9. The synthesis method according to claim 5, characterized in that, The naked sugar includes GalNAz, and the preparation method of GalNAz includes the following steps: (1) Mix glucosamine hydrochloride, CmCDA enzyme, NahK enzyme, buffer B and water to obtain mixture IV. Shake at 220 rpm for 10-14 h at 30-40℃ to obtain reaction solution III; (2) Heat the reaction solution III to 93~98℃ and keep it warm for 1~15 min, cool it down to 2~6℃, centrifuge and take the supernatant. Add UTP and MgCl2 to the supernatant, adjust the pH to 7.5~8.5, add water to get mixture V, then add AGX2 enzyme, PmPpA enzyme, WbgU enzyme and thGTA enzyme to get mixture VI. Shake the mixture at 220 rpm at 35~39℃ overnight to get reaction solution IV. Mix reaction solution IV with an equal volume of methanol, precipitate at -85~-20℃ for 2~6 h, centrifuge and take the supernatant for purification to get GalNAz. In step (1): The mass ratio of glucosamine hydrochloride to CmCDA enzyme is 20:(0.5~1.5). The mass ratio of glucosamine hydrochloride to NahK enzyme is 20:(0.5~1.5). The buffer solution B comprises: 200 mM Tris-HCl, 0.2 M azideacetic acid, 60 mM ATP, 50 mM MgCl2, and pH 8.0; The volume ratio of glucosamine hydrochloride to buffer B is 100:(0.5~5) mg / ml. The concentration of glucosamine hydrochloride in the mixture IV is 5-15 mg / ml; In step (2): The UTP concentration in the mixture V is 40~100 mM; The MgCl2 concentration in the mixture V is 30~100 mM; The concentration of AGX2 enzyme in the mixture VI is 0.35~0.5 mg / ml; The concentration of PmPpA enzyme in the mixture VI is 0.35~0.5 mg / ml; The concentration of WbgU enzyme in the mixture VI is 0.35~0.5 mg / ml; The concentration of thGTA enzyme in the mixture VI is 0.35~0.5 mg / ml.

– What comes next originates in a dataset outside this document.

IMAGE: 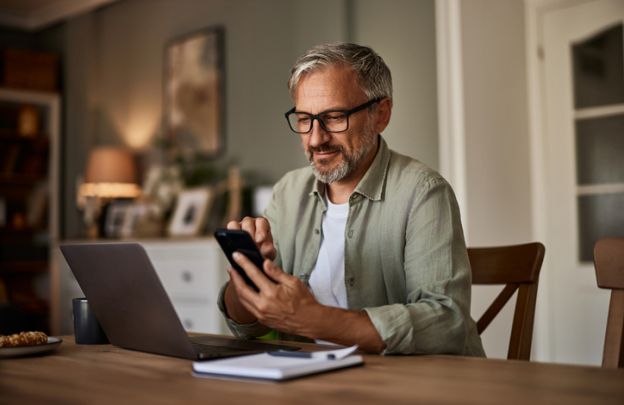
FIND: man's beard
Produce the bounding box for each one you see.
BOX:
[306,130,376,184]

10. The use of a non-natural sugar according to any one of claims 1 to 4, and / or a non-natural sugar synthesized by the synthetic method according to any one of claims 5 to 9, in the preparation of metabolic markers; said metabolic markers comprising: Metabolic markers for glycobiological metabolism, bioimaging tracing, glycoproteomics research, and confocal microscopy.